From: NightSerf (acs6j@Virginia.EDU)
Newsgroups: alt.folklore.ghost-stories
Subject: Re: Vanishing old Road
Date: 25 Jan 1998 08:43:47 GMT
An itinerant musician tends to keep odd hours and make strange friends. In my teens and early twenties, I used to play in backwater coffeehouses around suburban and rural Massachusetts. I lived in the historic town of Sudbury only a brisk walk from Longfellow’s Wayside Inn and a Grist Mill, schoolhouse, and chapel of the same vintage. Just over the line in Marlboro was an old fashioned country store that catered to the tourist trade generated by these sites. My friend Lee Swanson was the proprieter.
Lee was also a collector and purveyer of antiques. His private collection (like his private life) tended to center on the occult. Lee was something of a scholar of local history as well. It was he, for instance, who told me that an ancient tree that I discovered in the woods had once been the object of considerable spiritual significance to the local Indians in colonial times.
The tree was alive, but just barely. Standing in the center of a large circular clearing near the crest of a small hill, it had been supported with cables and its immense cavities filled with cement, but no effort will keep a tree whole beyond a certain point, and that point had been reached many years ago. It had made me sad to see the tree in such a state. I had a feeling that much else had perished along with this ancient thing: generations of people whose lives did not include intruders from across the big wateers; their ways, practices, beliefs.
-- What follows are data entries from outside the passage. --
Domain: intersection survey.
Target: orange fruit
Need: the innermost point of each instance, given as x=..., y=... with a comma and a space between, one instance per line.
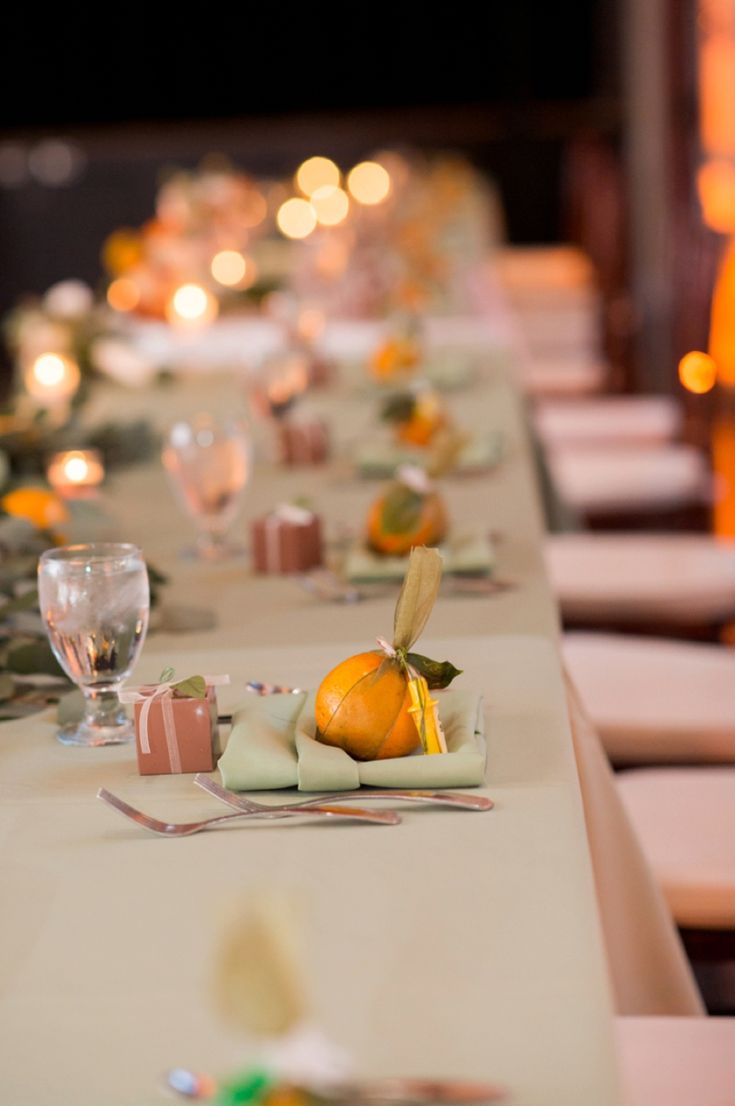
x=402, y=518
x=42, y=508
x=420, y=428
x=395, y=356
x=361, y=707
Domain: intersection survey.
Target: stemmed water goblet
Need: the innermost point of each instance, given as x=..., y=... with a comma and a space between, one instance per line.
x=209, y=461
x=94, y=603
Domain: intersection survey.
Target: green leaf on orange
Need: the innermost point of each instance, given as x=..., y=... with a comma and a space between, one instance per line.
x=438, y=674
So it was the Lee and I made a nocturnal pilgrimage to the tree. The night was moonless, but we carried no torches. Lee is one of the few people I know who see as well as I do at night and has no fear the woods at night. We went on foot as was fitting.
What had been a place of sorrow by day became a site of power by night. The very air tingled even when still, and when it moved, it danced and sang as if in an ancient ritual. We both stood very still, awed by the majesty of the tree by starlight.
Our spirits soared as we headed back to the store for tea and talk. Lee told me a story of a stagecoach that had disappeared on the road we took back at the beginning of the eighteenth century along with its goods and passengers, never to be seen again. As he spoke, I saw dim lights through the trees and when I turned to look closer, I could make out the outline of windows in the distance lit only by a flickery light, probably from a fireplace, I supposed. I thought it odd that no lights were on, and commented on it to Lee.
He looked at me with astonishment. “You can really see that?” he asked. The next week he showed me what remained of the foundation of the house that had stood there but had burned to the ground in the aftermath of an Indian massacre.
I have posted a fair amount of fiction in the past, always labeling it as such. Every word of this tale is true.